The subjects include perhaps Pakistan’s most famous social worker Abdul Sattar Edhi, the queen of Sufi music Abida Parveen, Dr. Adeeb Rizvi from the Sindh Institute of Urology and Transplantation, our very own Ardeshir Cowasjee, one of the most well known musicians in the music industry Ali Azmat, one of the country’s leading architects Arif Hassan, the popular cross-dressing talk show host Begum Nawazish Ali, the CEO of Dawn Newspaper Hameed Haroon, book author and the Minister for Education and Literacy Hameeda Khuhro, one of Pakistan’s original super models Iraj Manzoor, cricket legend Javed Miandad, the first lady of the fashion industry Maheen Khan, the controversial yet entertaining actress Meera, Kathak dancer par excellence Naheed Siddiqui and one of the most well known sculptors in Pakistan, Shahid Sajjad.

This is by far a first artistic collaboration by a team of photographers or a group of visual artists in Pakistan. The exhibition aims to show the different perspectives of the same individuals that each photographer carries and the results are interesting.

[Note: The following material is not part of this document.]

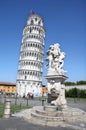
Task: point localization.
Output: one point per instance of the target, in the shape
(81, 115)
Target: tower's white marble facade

Ali Azmat for example, Ali Azmat by Arif Mahmood is very different from the rock star persona he portrays in front of the camera and is portrayed as somewhat of a rebel or the trouble maker who lives next door.

Begum Nawazish Ali by Tapu Javeri is another favourite as; in one photograph he manages to capture the femininity and the graceful masculinity that the Begum and Ali Saleem encapsulate in one character while also depicting the glamour that Begum is known for personifying.


Naheed Siddiqui by Izdeyar is almost mystical as she, in a blur of red, holds out her hands as if to embrace while dancing.


Amean J manages to capture Ali Azmat with a secret smile playing on his lips while his interpretation of Hameed Haroon displays the otherwise self-assured Red Baron in a moment of uncharacteristic vulnerability that his expression displays, as if it crossed his face for a moment and had been captured.


The exhibition has managed to generate controversy even before it has opened, with the administration of the Indus Valley School of Art and Architecture finding a photograph of Meera by Tapu Javeri a little inappropriate.


According to Tapu, “There was no objection initially, the gentleman running the gallery saw all the photographs, he first asked me about (the photograph of) Begum Nawazish being (half) naked and I said ‘She’s a boy’ and he said that’s okay and that was the end of the story”, continuing further Tapu said, “in the morning I got a phone call from one of their committee members, who said ‘your picture about Meera needs to be edited and censored, do you have another copy of a different picture?
We find that objectionable because her legs are showing’. Initially I was taken aback and I told them ‘I’ll do something; I’ll edit it or crop it or something’.

“When I came, here and saw the picture again and thought ‘this is nothing’ so all of yesterday they debated and I kept fighting my case saying, ‘there is nothing wrong with this. Your school is a liberal school and an art school and it shouldn’t be censoring. Second of all, it’s a commercial gallery, if it’s not in your clause that you will censor the art then you can’t censor this, you shouldn’t’”

In the morning before the exhibition, however, Tapu claims to have gotten an epiphany and, according to him, “I came here (at the gallery) and I told the gentleman who runs the gallery that I’m going to censor it by taking a marker and hiding her legs like they do in film posters and he thought it was a great idea.


I pulled the picture out of the frame, cross-hatched it, I first wrote ‘censored by IVS’, then I decided that would be too nasty, so I cross hatched it completely and hid that away, I showed it to the principal and he was very sorry, very apologetic and suggested that maybe I should put the original? And I said, ‘No, now it’s censored and it’s going to be like this and I’m not going to bother making another one’ hence there is a controversial picture of Meera, which was never controversial to begin with and that’s that” he finished, with a hint of amusement.

The photographers plan to publish a book containing the photographs sometime in the future.